Heroes of Hammerwatch - This is a title that has me feeling a bit torn. On the plus side anyone familiar with the likes of the classic Gauntlet series will no doubt immediately grasp the play experience, which is a very arcade-y action RPG core, with you hunting through dungeons and trying to grab all the loot you can before meeting your demise at the hands of varied monsters and lethal traps. On a positive note this edition also has a major leg up on its predecessor since it offers a load of content, which should lead to many more hours of enjoyment either solo, or hooking up with others online (for now there's no local option). Your class options do have some diversity to them, especially depending on the upgrade paths you choose, and that should also provide more incentive to attack the game more than once. All of that said, to me there’s something a bit encumbered about the experience and pacing when you get back to town and I wish it could have been a bit more streamlined to get me into the action quicker and staying in it a bit longer. If you’re down for steady-but-grindy level-building fun this is a great and fairly-priced option in terms of content, but given the competitors in the space I’m not sure it clearly stands out at the top of the pack either since it doesn’t really embrace either classic arcade simplicity or satisfyingly-deep systems, instead scouting out a more muddled and generic middle ground.

Cubers: Arena - While there are plenty of twin-stick shooters and beat-em-ups on the system I can’t say that there are many that work as a sort of hybrid of the two. With top-down 360 degree slashing action there’s a certain simple-but-satisfying feel to the arena fights of Cubers.
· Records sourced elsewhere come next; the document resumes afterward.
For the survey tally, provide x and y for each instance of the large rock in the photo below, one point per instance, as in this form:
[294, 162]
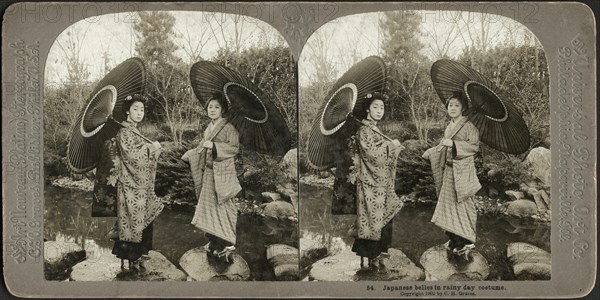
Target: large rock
[539, 159]
[290, 192]
[529, 262]
[290, 164]
[539, 202]
[522, 208]
[270, 196]
[515, 195]
[107, 267]
[284, 260]
[440, 266]
[345, 266]
[279, 210]
[201, 268]
[59, 258]
[541, 198]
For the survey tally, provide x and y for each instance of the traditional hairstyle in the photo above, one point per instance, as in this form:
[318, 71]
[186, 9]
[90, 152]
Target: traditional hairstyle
[129, 100]
[461, 97]
[219, 98]
[368, 100]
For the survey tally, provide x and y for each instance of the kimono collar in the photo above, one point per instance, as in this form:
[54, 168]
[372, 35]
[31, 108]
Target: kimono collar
[129, 124]
[214, 125]
[458, 120]
[368, 122]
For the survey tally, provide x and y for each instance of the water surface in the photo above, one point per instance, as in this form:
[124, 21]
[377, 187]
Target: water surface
[67, 216]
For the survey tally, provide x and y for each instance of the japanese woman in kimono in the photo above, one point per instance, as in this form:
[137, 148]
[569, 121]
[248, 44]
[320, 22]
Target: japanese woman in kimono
[455, 177]
[215, 180]
[377, 202]
[138, 205]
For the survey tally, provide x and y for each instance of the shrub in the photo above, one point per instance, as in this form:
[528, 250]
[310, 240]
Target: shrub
[504, 174]
[413, 173]
[173, 175]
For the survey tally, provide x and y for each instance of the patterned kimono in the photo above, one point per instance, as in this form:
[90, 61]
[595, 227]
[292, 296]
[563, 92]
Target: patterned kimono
[377, 202]
[456, 179]
[138, 205]
[216, 181]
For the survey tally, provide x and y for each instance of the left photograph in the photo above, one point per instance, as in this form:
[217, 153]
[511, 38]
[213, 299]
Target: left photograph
[170, 150]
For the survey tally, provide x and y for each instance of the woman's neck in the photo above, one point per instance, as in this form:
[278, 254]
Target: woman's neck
[456, 119]
[131, 123]
[371, 120]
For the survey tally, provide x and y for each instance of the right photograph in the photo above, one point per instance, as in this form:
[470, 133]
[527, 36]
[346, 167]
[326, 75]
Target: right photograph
[424, 149]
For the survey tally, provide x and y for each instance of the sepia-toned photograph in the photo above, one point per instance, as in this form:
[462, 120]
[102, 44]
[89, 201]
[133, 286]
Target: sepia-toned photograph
[424, 149]
[169, 150]
[299, 149]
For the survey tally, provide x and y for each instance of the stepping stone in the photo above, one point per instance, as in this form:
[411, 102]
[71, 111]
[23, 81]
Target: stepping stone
[345, 266]
[199, 267]
[60, 257]
[284, 260]
[107, 267]
[441, 266]
[529, 262]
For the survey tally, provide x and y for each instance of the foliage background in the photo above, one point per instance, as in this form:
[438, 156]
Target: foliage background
[169, 43]
[409, 42]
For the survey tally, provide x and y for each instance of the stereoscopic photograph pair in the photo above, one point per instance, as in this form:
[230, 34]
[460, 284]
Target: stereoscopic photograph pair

As you progress your foes and the traps you’ll face will get trickier to deal with, but the good news is that a steady stream of new equipment and upgrades will also provide you with some options on how to play, whether favoring all-out aggressive offense, block-and-counter strategy, or some other variant in between. As you progress in the campaign more and more goodies like additional multiplayer modes will unlock, affording you more opportunities for challenges and fun with your friends as well. While it doesn’t quite get to the level of being amazing, to its credit the action it does offer up is fun in a grindy sort of way and regular upgrades help entice you to play another round or two to find out what may be next and how it could shake up your strategy and play to keep things a bit more fresh.
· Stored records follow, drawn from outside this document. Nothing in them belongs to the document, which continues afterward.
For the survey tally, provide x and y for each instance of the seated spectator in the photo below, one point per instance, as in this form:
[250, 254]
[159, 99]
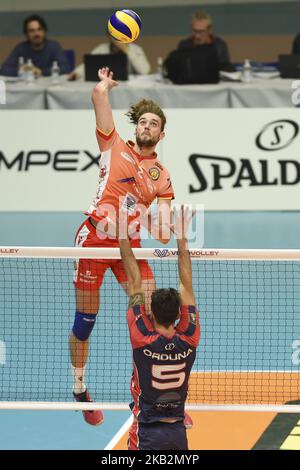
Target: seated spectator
[138, 63]
[296, 45]
[202, 34]
[38, 48]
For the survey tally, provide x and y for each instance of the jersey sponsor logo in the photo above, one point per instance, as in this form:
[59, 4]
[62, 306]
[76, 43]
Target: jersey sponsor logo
[170, 347]
[61, 160]
[161, 253]
[131, 179]
[154, 173]
[167, 357]
[130, 203]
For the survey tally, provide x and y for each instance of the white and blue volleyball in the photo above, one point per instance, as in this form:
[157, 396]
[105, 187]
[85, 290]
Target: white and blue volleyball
[124, 26]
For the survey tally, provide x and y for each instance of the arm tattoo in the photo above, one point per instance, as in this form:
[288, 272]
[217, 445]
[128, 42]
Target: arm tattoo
[137, 299]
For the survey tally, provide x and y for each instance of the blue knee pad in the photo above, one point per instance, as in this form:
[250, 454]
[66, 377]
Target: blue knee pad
[83, 325]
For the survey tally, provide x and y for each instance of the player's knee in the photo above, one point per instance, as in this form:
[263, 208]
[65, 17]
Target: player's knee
[83, 325]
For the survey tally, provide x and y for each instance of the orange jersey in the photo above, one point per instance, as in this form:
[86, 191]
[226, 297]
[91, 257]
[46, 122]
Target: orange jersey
[126, 179]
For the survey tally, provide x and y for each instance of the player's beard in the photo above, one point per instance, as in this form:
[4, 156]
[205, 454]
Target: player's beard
[147, 142]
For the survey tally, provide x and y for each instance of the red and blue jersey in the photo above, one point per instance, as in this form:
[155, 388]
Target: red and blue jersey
[162, 365]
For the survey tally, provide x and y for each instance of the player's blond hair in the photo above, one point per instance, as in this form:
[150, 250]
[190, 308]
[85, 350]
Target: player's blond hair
[146, 106]
[201, 15]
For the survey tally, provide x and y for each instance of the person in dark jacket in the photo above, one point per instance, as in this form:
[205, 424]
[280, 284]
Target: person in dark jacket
[202, 33]
[296, 45]
[38, 48]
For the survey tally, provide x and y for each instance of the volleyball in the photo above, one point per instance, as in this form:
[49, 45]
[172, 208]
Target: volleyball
[124, 26]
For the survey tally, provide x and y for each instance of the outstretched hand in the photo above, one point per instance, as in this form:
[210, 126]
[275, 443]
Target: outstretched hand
[106, 77]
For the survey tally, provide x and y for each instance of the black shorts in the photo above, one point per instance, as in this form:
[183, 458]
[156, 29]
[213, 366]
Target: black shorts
[157, 436]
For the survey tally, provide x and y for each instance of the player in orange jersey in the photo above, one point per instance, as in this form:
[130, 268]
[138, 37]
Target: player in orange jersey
[131, 177]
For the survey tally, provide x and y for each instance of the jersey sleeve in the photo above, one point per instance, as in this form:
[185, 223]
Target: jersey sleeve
[189, 326]
[106, 141]
[165, 189]
[141, 331]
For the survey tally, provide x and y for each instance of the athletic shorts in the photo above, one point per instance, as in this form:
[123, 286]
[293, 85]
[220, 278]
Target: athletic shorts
[157, 436]
[89, 273]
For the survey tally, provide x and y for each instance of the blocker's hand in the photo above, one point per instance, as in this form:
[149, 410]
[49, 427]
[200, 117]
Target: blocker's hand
[106, 78]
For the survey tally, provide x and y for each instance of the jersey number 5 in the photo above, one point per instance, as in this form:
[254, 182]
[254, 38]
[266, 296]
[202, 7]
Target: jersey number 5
[169, 376]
Cubicity - Puzzle games are a dime a dozen (or perhaps even more than that) on the Switch, so it’s important to offer up something distinct to bubble up when people go hunting for some fun. While Cubicity absolutely nails the cute factor, making it sure to grab some eyes that way, in terms of gameplay it may be a bit too familiar in many ways, essentially working as a box-pushing game even if the presentation tries to give it a different feel. In general it’s a fine experience, though I will say that the white indicator arrow helping you track which “boximal” you’re looking to work on is really damned hard to make out when it happens to be laying over a cloud and that happens more than I wish it would. This isn’t a complete killer problem but along with some other quibbles the game feels like it could use more polish as a whole. Overall it’s fine, and may tickle your fancy, but it’s not breaking any new ground by any means.